Dans le Pays basque, l’action collective est facilitée par les liens culturels forts des habitants avec leur territoire. Les paysans basques ont créé une organisation de développement agricole qui inclut des représentants de la société civile pour débattre des sujets d’alimentation sur le territoire : l’association Euskal Herriko Laborantza Ganbara (EHLG) contribue ainsi au développement d’une agriculture paysanne et durable ainsi qu’à la préservation du patrimoine rural et paysan. Elle agit dans le cadre d’un développement local concerté en Pays basque, à travers l’accompagnement des agriculteurs, le conseil auprès des collectivités territoriales et la mise en place de projets collectifs.
La troisième synthèse de ce chapitre présente un renforcement des capacités d’action collective par la société civile, qui expérimente différents moyens de concrétiser le concept de démocratie alimentaire. C’est notamment le cas de l’association Cocagne Alimen’terre, qui, à travers son projet de paniers solidaires, permet diverses expérimentations visant à élargir les propositions faites en faveur d’une démocratie alimentaire.
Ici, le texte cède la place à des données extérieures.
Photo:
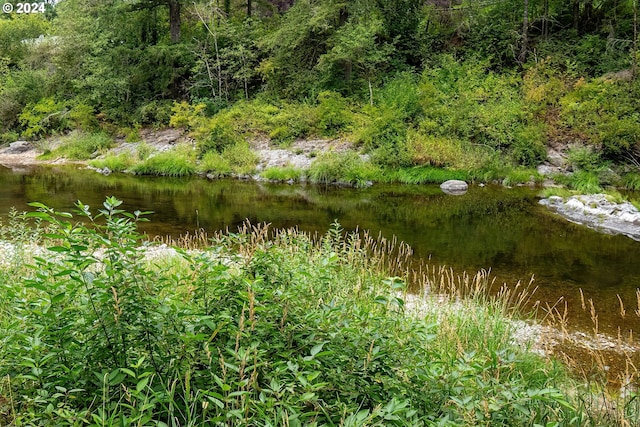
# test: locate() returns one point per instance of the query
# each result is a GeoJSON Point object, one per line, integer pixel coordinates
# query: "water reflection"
{"type": "Point", "coordinates": [491, 227]}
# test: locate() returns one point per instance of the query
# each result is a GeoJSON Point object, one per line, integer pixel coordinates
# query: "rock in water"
{"type": "Point", "coordinates": [598, 212]}
{"type": "Point", "coordinates": [454, 187]}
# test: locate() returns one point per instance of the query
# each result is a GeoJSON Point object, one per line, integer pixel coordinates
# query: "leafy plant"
{"type": "Point", "coordinates": [81, 146]}
{"type": "Point", "coordinates": [177, 162]}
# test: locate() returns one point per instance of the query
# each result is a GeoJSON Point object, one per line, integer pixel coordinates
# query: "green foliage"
{"type": "Point", "coordinates": [19, 33]}
{"type": "Point", "coordinates": [44, 117]}
{"type": "Point", "coordinates": [237, 159]}
{"type": "Point", "coordinates": [216, 134]}
{"type": "Point", "coordinates": [470, 103]}
{"type": "Point", "coordinates": [333, 112]}
{"type": "Point", "coordinates": [252, 332]}
{"type": "Point", "coordinates": [605, 112]}
{"type": "Point", "coordinates": [185, 115]}
{"type": "Point", "coordinates": [17, 90]}
{"type": "Point", "coordinates": [342, 168]}
{"type": "Point", "coordinates": [116, 163]}
{"type": "Point", "coordinates": [283, 174]}
{"type": "Point", "coordinates": [584, 158]}
{"type": "Point", "coordinates": [80, 146]}
{"type": "Point", "coordinates": [521, 176]}
{"type": "Point", "coordinates": [83, 117]}
{"type": "Point", "coordinates": [156, 113]}
{"type": "Point", "coordinates": [424, 175]}
{"type": "Point", "coordinates": [632, 181]}
{"type": "Point", "coordinates": [585, 182]}
{"type": "Point", "coordinates": [177, 162]}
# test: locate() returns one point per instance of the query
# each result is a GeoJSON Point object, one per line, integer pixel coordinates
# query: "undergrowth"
{"type": "Point", "coordinates": [260, 328]}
Le projet de sécurité sociale de l’alimentation (SSA) s’inscrit comme une proposition politique innovante. Elle propose en effet de rembourser une partie des achats alimentaires conventionnés de toute personne résidant en France. Le financement de ce projet reposerait sur la création d’une nouvelle cotisation sociale. Si pour de nombreux acteurs, la SSA incarne ce que devrait être la démocratie alimentaire institutionnalisée, elle fait aussi l’objet de nombreux débats au sein des sphères politiques, économiques et sociales. L’étude réalisée sur ce sujet dresse un état des lieux des principaux points de débats.
Enfin, les enjeux de participation sont au cœur du concept de démocratie alimentaire. Les conventions citoyennes, comme processus de délibération, permettent à des citoyens tirés au sort de se réunir, d’auditionner des experts et de faire des propositions aux autorités sur une thématique donnée. L’étude proposée ici se concentre sur le cas de la convention citoyenne d’Occitanie, première Région française à avoir mis en place une telle démarche. Elle questionne le rôle que peuvent jouer des conventions citoyennes locales dans la démocratie alimentaire.
RÉFÉRENCE
NDIAYE P., PATUREL D. 2019. Démocratie alimentaire : de quoi parle-t-on ? Les Chroniques « Démocratie Alimentaire » - Volet 1. Disponible sur : www.chaireunesco-alimentationsdumonde.com/ Democratie-alimentaire-de-quoi-parle-t-on (Consulté le 31/03/2022).